Güneydoğu Anadolu'da gerçekleştirilen kazılarda neler bulunmuştur?
Diyarbakır Çayönü ve Malatya Cafer Höyük’te emmer buğdayının
(Triticum dicoccum) kültüre alınmış en erken formlarına rastlanırken einkorn buğdayı
(Triticum monococcum), koyun (Ovis ammon orientalis) ve keçinin (Capra aegagrus)ilk evcil örnekleri bugün Atatürk Barajı altında kalmış bulunan Urfa’daki Nevali Çori’de
görülmekte, domuzun (Sus scrofa) en erken evcil örneklerine ise Batman yakınlarındaki
Hallan Çemi yerleşiminde rastlanılmaktadır (Willcox-Savard, 2007: s.432-435). Yukarıdasayılan bitkiler ve hayvanlar dışında Güneydoğu Anadolu’da kızıl geyik, ceylan, karaca, yaban sığırı, yaban domuzu, tilki, tavşan, kuş türleri, kaplumbağa, ayı, sansar, kunduz, yabanıl at ve tatlı su balıklarının da yaşadığı; fıstık, badem, üzüm gibi bitkilerin bulunduğu arkeozoolojik ve arkeobotanik olarak saptanmıştır. Ancak bunların hangilerinin beslenme için kullanıldığı tam olarak bilinememektedir.
Piroteknoloji nedir?
Piroteknoloji, Yunanca ateş anlamına gelen pyro sözcüğünden türeyen bu kavram üretiminde ateş kullanılan her türlü üretim tekniğini kapsar.

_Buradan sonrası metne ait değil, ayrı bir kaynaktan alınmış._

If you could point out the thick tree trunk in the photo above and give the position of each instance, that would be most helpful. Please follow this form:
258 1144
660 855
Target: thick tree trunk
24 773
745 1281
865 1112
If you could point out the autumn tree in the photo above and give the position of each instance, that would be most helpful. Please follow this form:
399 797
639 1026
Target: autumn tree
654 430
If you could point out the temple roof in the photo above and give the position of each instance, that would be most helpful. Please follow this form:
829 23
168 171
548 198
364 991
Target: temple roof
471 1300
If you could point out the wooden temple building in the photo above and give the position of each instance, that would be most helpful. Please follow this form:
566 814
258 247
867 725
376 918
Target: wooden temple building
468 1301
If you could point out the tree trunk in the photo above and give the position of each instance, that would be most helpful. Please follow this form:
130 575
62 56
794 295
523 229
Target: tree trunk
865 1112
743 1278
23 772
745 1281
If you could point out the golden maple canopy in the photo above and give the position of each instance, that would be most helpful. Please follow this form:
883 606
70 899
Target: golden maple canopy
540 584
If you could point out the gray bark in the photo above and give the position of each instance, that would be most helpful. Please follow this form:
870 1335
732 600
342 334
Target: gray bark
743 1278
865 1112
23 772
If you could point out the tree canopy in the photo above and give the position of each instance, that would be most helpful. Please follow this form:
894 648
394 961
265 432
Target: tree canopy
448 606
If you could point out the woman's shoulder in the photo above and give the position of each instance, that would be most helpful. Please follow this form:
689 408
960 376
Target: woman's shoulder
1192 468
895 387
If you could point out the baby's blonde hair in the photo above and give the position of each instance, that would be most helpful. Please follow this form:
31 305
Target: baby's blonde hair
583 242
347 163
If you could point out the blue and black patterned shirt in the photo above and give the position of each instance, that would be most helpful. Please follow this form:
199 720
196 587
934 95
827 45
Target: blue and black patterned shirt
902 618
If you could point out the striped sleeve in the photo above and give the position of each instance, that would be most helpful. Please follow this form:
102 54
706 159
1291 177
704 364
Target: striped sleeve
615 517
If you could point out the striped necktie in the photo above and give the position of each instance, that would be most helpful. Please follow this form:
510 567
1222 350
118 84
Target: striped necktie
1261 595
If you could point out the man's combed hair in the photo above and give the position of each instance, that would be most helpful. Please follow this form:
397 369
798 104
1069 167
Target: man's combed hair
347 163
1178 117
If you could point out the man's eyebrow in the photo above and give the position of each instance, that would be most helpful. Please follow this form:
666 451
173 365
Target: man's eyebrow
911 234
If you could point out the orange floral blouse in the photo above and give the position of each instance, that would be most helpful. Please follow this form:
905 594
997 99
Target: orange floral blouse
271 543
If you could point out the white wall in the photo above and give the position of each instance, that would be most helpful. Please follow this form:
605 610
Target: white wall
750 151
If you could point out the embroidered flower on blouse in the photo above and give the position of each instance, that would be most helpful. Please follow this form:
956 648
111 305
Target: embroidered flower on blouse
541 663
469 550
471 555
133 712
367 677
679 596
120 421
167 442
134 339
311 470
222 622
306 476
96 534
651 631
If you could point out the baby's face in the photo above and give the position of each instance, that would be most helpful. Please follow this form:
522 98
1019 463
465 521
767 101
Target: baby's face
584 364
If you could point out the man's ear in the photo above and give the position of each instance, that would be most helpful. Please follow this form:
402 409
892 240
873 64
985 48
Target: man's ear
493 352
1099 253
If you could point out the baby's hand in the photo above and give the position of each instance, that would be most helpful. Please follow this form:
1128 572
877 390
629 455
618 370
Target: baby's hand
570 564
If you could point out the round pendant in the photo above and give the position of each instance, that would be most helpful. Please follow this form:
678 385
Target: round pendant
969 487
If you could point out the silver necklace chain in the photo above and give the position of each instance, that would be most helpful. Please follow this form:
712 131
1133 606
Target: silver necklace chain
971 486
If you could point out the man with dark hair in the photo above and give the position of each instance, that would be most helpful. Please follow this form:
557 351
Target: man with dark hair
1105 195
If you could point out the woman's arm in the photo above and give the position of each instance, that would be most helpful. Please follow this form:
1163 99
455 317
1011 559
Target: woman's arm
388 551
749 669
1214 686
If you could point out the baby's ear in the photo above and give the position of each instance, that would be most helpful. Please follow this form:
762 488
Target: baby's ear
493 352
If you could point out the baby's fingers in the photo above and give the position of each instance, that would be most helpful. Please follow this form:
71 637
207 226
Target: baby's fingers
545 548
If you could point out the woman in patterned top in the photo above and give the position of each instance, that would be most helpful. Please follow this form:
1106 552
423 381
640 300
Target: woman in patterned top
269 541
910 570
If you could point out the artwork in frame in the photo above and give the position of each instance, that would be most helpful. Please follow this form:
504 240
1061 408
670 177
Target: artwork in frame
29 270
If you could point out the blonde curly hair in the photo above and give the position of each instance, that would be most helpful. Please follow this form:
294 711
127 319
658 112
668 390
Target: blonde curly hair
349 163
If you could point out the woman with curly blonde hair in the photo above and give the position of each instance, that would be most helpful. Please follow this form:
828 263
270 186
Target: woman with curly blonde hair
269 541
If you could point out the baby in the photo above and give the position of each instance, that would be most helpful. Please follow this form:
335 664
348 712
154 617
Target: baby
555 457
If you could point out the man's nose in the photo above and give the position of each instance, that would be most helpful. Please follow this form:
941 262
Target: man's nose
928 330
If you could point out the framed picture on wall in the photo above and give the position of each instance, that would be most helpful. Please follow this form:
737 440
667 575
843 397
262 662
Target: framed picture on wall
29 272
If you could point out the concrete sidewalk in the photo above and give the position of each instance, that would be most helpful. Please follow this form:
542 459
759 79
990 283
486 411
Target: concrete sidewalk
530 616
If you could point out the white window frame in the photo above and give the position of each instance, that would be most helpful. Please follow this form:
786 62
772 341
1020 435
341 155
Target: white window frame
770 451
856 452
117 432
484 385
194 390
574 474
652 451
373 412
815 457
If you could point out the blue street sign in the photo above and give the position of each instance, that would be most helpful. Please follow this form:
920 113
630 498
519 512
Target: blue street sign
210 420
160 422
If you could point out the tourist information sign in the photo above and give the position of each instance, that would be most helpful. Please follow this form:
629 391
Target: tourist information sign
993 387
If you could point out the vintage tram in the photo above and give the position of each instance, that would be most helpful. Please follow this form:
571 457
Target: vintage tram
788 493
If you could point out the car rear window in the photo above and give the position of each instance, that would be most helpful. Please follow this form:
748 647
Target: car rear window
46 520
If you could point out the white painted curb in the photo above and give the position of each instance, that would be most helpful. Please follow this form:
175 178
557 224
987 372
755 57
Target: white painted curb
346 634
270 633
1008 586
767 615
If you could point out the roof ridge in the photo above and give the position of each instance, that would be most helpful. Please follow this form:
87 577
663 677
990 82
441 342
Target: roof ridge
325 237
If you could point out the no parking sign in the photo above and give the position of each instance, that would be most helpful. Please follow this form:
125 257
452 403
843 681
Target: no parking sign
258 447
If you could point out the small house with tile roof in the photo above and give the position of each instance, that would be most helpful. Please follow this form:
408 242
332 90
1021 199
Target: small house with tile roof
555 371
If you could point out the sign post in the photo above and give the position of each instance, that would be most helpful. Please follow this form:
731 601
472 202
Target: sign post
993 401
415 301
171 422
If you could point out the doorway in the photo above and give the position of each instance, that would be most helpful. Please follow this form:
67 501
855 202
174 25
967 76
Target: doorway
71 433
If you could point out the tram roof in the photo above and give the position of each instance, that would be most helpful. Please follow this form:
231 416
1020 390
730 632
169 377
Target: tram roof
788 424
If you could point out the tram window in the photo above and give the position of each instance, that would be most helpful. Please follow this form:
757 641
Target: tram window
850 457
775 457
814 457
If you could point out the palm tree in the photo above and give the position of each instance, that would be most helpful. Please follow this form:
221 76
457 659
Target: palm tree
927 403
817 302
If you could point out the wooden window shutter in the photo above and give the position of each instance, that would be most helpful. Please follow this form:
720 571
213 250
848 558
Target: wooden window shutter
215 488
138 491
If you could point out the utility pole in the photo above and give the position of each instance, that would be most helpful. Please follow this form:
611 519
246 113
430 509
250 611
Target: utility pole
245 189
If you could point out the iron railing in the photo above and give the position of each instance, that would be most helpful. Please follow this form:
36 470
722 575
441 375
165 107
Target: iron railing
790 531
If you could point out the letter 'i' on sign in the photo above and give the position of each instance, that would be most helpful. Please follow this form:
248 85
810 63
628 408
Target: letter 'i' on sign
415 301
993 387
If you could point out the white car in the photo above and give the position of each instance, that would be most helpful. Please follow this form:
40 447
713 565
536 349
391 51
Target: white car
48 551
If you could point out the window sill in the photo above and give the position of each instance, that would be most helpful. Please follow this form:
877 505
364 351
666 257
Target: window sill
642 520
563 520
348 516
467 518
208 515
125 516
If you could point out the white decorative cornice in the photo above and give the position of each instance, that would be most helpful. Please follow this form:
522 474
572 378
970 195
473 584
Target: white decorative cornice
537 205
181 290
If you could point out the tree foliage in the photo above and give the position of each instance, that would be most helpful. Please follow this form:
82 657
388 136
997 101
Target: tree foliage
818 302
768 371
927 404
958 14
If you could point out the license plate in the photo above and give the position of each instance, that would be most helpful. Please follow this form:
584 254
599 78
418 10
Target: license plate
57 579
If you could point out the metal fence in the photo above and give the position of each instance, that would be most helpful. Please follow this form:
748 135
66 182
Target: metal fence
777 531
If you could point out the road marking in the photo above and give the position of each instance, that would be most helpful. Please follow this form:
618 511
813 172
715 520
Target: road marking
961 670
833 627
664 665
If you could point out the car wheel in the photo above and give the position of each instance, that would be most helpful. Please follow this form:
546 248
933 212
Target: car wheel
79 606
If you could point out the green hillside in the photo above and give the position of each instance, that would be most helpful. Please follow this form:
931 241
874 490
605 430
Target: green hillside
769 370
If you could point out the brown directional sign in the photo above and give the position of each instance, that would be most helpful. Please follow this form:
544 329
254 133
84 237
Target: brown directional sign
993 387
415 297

Sapiens dünyadaki tek insan türü olarak kalmayı ne zaman başarabilmiştir?
Günümüzden yaklaşık 32.000 yıl önce Homo Sapiens tek insan türü olarak kalmıştır.
Teknik zeka nedir?
Teknik Zekâ, İnsanın alet yapmak için kullandığı zekâsıdır. Taştan yapılacak bir aletin düzgün olabilmesi için gereken en önemli nokta taşın kırılma dinamiğinin bilinmesidir.
Baklagilleri evcilleştirirken insanoğlu nasıl bir sorunla karşılaşmıştır?
Baklagilleri evcilleştirirken insanın karşılaştığı en büyük sorun yabani bitkilerin tohum
zarflarının kolayca açılması ve dolayısıyla tohumun hemen dökülmesidir. Ancak
bazen baklanın tohum zarfındaki bütün tohumlar hemen dökülmezler. Bir diğer deyişle
evcilleştirme denemeleri yapan avcı toplayıcılar dökülmeyen taneleri toplayarak onları
toprağa ekmeyi öğrenmiş ve bitkiye tohumunu öyle kolayca dökmemesi gerektiğini öğretmiş olabilirler. İnsan, aynen tahıl türlerini bir yerde yetişmeye ikna ettiği gibi baklagilleri de belki ilk kez bu şekilde evcilleştirmiş olabilir. Bunu binyıllar içinde diğer baklagil türleri de izlemiş olabilir.